Hi list,
sorry for my belated reply.
First of all: thanks for the input to everyone suggesting where / what the
error may be.
What I tried so far:
1) reducing the MTU all the way down to 1400 - no change, error still persists.
2) sniffing the connection: nothing suspicious, one or two RST flags in a bunch
of 1800 packets
3) Uncomment the filters we use, to rule them out as an error cause: this was
partly successful; with every filter uncommented the error still persists
4) deactivate the tcp_window_scaling -> the problem still persists
5) removed the comment from this line:
relay unix - - - - - smtp
# -o smtp_helo_timeout=120 -o smtp_connect_timeout=120
6) Added the following entry to the master.cf
smtp inet n - - - - smtpd
-o content_filter=spamassassin
->> -o receive_override_options=no_address_mappings
However, the error still persists.
I set postfix to log verbosely, to find similarities or differences between
those mails that pass without any problems at all, and those which get stuck in
the queue.
However, the mails which "loose connection" are neither especially big nor very
small, they range from 20445 up to 82680 and sometimes get blocked, sometimes
they don't.
What I could gather from the logs:
- the delay varies massively and apparently has no influence on whether a mail
gets stuck or not
- the mails all hang with the status "dsn=4.4.2, status=deferred"

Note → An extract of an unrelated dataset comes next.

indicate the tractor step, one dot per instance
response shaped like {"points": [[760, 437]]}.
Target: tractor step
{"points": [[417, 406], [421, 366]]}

Thanks in advance for any input regarding this matter.
Niclas
-----Ursprüngliche Nachricht-----
Von: owner-postfix-us...@postfix.org [mailto:owner-postfix-us...@postfix.org]
Im Auftrag von Wietse Venema
Gesendet: Montag, 27. November 2017 21:39
An: Postfix users <postfix-users@postfix.org>
Betreff: [MASSMAIL]Re: Duplicate mails in mailq / always_bcc
Niclas Rautenhaus:
> 5086760443 35318 Mon Nov 13 16:04:20
> u...@externaldomain.tld<mailto:u...@externaldomain.tld>
> (lost connection with 192.168.N.NN[192.168.N.NN] while sending end of
> data -- message may be sent more than once)
This is the result of Postfix reading EOF, not a Postfix timeout (that produces
a different error message).
Postfix may read EOF as the result of some other error at a lower layer in the
network stack.
A more precise determination would require a network sniffer. Just the packet
metadata (no data content) might be sufficient.